One Step Into Modernity
Saudi Arabia gives women license to drive.
by Theodore Dalrymple
I happened to be near the Saudi border, in a small country in the Gulf, when the historic announcement was made that women would henceforth be issued drivers’ licenses in Saudi Arabia. The friends with whom I had been staying, and who had themselves worked in Saudi Arabia, at first assumed that the announcement was a joke, or some kind of destabilizing provocation by foreign intelligence agencies.
But no, it turned out to be true. Does this mean that the past denial of licenses to women has been, in principle, wrong all along? Is the about-face the result of Crown Prince Salman’s philosophical enlightenment, or a product of economic necessity? (Perhaps economic necessity can be the mother of philosophical enlightenment.)
In any case, Saudi Arabia’s golden age is over. The price of oil is relatively low and not likely to rise very much. The kingdom’s foreign currency reserves are falling, in a country where nearly everything must be imported; meantime, the Saudi population is growing fast. Sixty percent of Saudis are under 30. Middle-class families can no longer support themselves with one salary: as in the West, they now need two. In the circumstances, it is madness to import labor to perform services that Saudis can easily perform for themselves.
Good news for some is usually bad news for others: if Saudi women can rejoice that they will now be permitted to drive themselves, what need will there be for the tens of thousands of Indian drivers who have long chauffeured them wherever they went (always with a father’s, husband’s, or brother’s permission, of course)? The drivers can be sent home, to the great benefit of the Saudi balance of payments—for everyone knows that the Indians remit as much of their money home as possible. But for the Indians it will be, arguably, a disaster.
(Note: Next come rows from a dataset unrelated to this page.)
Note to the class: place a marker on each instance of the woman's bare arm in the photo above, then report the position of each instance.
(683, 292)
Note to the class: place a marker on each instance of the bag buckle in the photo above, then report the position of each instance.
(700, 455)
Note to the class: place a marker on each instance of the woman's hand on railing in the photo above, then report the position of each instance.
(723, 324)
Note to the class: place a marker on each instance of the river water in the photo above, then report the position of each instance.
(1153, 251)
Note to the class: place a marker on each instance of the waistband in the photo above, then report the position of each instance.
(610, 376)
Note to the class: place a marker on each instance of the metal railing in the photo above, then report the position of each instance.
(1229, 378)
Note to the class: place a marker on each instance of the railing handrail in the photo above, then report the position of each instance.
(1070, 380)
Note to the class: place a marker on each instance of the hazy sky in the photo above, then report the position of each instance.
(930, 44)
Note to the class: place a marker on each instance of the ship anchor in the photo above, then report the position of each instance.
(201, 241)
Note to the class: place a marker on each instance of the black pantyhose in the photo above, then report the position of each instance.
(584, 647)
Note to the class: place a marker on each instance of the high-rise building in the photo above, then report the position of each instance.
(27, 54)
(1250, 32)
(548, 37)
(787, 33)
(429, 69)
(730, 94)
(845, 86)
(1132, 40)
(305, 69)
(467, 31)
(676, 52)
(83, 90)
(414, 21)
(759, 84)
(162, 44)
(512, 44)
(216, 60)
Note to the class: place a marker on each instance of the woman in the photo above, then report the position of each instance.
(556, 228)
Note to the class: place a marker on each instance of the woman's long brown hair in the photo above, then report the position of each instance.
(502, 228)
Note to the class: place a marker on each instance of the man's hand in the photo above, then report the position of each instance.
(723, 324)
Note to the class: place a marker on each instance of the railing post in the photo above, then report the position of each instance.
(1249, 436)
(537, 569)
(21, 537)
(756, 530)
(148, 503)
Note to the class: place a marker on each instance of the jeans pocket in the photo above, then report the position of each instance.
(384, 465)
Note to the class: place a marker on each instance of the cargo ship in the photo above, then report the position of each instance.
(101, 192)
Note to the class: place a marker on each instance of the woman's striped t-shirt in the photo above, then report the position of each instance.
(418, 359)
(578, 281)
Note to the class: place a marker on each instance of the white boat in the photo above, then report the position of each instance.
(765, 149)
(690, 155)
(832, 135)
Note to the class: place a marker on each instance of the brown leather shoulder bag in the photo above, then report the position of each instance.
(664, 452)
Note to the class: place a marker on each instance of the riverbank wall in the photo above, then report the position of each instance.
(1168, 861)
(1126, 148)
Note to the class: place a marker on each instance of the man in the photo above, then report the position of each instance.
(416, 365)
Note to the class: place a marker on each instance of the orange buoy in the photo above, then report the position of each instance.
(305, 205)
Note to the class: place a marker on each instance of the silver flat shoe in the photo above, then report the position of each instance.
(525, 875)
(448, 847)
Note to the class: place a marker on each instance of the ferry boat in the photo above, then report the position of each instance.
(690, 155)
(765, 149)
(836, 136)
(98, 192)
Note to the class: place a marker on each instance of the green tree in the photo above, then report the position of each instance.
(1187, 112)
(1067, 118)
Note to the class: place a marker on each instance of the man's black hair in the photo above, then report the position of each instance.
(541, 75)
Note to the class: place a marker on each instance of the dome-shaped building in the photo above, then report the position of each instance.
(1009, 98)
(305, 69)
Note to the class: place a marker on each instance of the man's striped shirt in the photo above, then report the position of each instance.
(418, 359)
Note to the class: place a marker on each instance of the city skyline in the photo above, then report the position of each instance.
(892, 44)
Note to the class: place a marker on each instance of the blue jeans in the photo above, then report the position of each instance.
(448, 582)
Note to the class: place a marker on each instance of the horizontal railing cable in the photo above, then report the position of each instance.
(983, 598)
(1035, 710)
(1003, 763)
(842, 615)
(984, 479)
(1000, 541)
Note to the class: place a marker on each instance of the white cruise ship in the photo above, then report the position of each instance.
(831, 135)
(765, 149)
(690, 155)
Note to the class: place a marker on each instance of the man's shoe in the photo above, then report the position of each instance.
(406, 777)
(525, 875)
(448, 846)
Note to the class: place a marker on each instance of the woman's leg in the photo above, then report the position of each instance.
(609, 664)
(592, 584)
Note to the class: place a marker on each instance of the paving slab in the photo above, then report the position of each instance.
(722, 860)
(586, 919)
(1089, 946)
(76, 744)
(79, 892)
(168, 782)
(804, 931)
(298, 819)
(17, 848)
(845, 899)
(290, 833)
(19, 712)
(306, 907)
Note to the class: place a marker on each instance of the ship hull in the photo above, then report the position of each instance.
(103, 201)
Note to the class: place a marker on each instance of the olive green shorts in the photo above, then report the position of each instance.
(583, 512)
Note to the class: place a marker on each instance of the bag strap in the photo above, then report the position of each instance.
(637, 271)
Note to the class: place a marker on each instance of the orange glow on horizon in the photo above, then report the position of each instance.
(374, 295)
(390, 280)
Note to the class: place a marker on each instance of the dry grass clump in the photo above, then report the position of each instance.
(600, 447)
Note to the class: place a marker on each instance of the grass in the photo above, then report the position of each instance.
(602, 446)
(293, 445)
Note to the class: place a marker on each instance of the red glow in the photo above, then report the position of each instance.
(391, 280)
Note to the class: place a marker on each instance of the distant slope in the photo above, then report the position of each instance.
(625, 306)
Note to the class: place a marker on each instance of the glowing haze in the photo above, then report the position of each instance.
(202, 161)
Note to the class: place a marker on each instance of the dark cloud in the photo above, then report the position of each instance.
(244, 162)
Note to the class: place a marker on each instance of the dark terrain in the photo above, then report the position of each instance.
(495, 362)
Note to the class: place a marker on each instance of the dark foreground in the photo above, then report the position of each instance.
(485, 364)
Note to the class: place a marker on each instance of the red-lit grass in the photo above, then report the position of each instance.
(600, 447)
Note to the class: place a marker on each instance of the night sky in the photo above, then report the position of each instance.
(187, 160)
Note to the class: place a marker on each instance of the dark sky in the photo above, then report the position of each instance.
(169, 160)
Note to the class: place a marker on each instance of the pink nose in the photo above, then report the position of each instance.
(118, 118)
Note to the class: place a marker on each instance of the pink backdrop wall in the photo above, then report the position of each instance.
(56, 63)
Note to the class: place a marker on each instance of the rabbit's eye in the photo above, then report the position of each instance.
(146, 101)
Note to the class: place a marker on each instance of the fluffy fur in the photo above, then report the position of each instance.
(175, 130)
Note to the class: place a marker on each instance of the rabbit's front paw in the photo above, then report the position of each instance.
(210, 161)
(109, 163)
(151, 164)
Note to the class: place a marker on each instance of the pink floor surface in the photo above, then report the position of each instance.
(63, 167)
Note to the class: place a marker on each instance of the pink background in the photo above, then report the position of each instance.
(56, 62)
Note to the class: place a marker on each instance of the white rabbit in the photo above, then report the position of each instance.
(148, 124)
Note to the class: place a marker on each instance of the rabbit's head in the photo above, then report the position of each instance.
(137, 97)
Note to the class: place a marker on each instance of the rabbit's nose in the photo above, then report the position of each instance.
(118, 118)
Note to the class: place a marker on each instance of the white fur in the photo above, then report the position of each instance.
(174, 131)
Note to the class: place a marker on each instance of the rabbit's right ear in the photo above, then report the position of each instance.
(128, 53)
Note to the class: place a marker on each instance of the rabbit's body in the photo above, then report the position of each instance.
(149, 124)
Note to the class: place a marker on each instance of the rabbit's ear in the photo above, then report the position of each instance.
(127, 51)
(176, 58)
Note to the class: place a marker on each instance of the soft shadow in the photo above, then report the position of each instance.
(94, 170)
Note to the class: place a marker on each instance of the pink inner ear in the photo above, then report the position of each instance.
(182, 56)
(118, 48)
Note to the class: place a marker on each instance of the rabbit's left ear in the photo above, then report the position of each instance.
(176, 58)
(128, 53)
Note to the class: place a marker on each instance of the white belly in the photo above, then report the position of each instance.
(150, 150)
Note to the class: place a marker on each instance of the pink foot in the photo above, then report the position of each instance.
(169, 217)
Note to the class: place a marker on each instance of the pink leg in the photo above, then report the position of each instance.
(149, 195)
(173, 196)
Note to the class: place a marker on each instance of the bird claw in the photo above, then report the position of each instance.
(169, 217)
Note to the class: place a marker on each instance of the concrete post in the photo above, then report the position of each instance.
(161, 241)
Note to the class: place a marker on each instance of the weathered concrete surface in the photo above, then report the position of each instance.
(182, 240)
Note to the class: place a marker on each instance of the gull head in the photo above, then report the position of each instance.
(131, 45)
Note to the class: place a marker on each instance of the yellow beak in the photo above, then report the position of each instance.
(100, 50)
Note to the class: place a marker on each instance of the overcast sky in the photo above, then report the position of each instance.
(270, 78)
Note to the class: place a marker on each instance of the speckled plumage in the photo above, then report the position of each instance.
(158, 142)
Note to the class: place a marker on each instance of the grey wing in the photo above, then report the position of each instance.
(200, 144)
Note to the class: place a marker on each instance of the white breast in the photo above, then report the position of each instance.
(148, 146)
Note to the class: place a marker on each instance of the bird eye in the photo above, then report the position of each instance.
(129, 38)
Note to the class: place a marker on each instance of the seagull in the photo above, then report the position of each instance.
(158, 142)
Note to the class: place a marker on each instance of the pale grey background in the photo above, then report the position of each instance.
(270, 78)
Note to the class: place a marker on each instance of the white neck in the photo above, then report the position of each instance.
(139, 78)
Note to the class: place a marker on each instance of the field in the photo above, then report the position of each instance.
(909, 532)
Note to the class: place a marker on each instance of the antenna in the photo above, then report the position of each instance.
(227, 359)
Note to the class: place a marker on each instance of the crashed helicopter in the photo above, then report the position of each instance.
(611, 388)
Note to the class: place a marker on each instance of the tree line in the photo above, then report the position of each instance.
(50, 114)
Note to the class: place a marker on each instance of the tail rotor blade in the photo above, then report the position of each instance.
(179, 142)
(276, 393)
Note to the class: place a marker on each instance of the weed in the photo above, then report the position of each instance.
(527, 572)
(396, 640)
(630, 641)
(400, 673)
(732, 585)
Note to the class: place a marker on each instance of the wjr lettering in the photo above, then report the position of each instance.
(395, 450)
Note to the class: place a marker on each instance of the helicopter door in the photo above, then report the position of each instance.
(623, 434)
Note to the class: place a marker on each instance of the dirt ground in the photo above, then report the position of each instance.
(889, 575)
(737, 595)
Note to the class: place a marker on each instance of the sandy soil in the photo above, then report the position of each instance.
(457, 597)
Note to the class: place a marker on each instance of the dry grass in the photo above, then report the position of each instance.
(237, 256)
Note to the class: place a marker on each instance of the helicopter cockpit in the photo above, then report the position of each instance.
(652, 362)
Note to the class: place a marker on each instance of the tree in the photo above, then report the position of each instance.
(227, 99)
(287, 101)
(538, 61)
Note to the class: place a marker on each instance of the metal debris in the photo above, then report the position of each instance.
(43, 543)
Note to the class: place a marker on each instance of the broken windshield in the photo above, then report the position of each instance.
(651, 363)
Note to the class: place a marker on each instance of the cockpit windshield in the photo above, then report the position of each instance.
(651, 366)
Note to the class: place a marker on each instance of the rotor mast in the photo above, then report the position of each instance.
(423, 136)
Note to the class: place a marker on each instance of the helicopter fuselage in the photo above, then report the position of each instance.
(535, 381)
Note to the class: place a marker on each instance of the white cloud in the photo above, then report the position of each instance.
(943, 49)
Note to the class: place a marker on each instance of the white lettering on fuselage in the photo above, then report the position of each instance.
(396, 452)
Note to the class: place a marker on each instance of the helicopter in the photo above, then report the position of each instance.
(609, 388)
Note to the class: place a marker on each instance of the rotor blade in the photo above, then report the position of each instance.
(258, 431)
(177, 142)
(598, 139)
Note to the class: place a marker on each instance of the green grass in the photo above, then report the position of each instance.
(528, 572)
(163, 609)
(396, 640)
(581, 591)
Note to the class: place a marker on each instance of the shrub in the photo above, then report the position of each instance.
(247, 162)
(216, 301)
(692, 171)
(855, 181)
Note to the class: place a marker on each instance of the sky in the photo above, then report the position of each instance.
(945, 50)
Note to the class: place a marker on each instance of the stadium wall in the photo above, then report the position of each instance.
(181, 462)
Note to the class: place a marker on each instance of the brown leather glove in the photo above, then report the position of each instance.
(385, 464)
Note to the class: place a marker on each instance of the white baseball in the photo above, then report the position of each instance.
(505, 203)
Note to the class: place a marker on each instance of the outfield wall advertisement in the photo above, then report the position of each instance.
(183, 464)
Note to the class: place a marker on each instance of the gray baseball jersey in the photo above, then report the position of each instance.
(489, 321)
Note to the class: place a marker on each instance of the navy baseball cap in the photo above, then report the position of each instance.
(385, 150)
Slowly, Saudi Arabia is being dragged into Western-style modernity. This might well upset the two-century-old balance between the clerical and relatively secular powers in the desert kingdom. Clerical power is like pregnancy: it is difficult to have only a little of it. Tocqueville said that the most dangerous moment for authoritarian regimes was not when they were at their most repressive but when they begin to reform.
Saudi Arabia has but one cinema, which exclusively shows educational documentaries, and these only between prescribed prayer times. Unsurprisingly for a country whose economy is intimately bound to the internal combustion engine, and whose restrictive culture prohibits any “free mixing” of the sexes, Saudi youth entertain themselves by driving. Unmarried Saudi men drive their four-wheel-drive vehicles or Mercedes coupes at top speed through the desert—“drifting,” and frequently crashing, as can be seen in the YouTube videos that they gleefully post.
Considering the preeminence of driving in Saudi youth culture, giving women license to drive could lead to major changes in how the sexes interact and court. How will the emirs keep their daughters penned in seclusion, once they have seen the dashboard lights?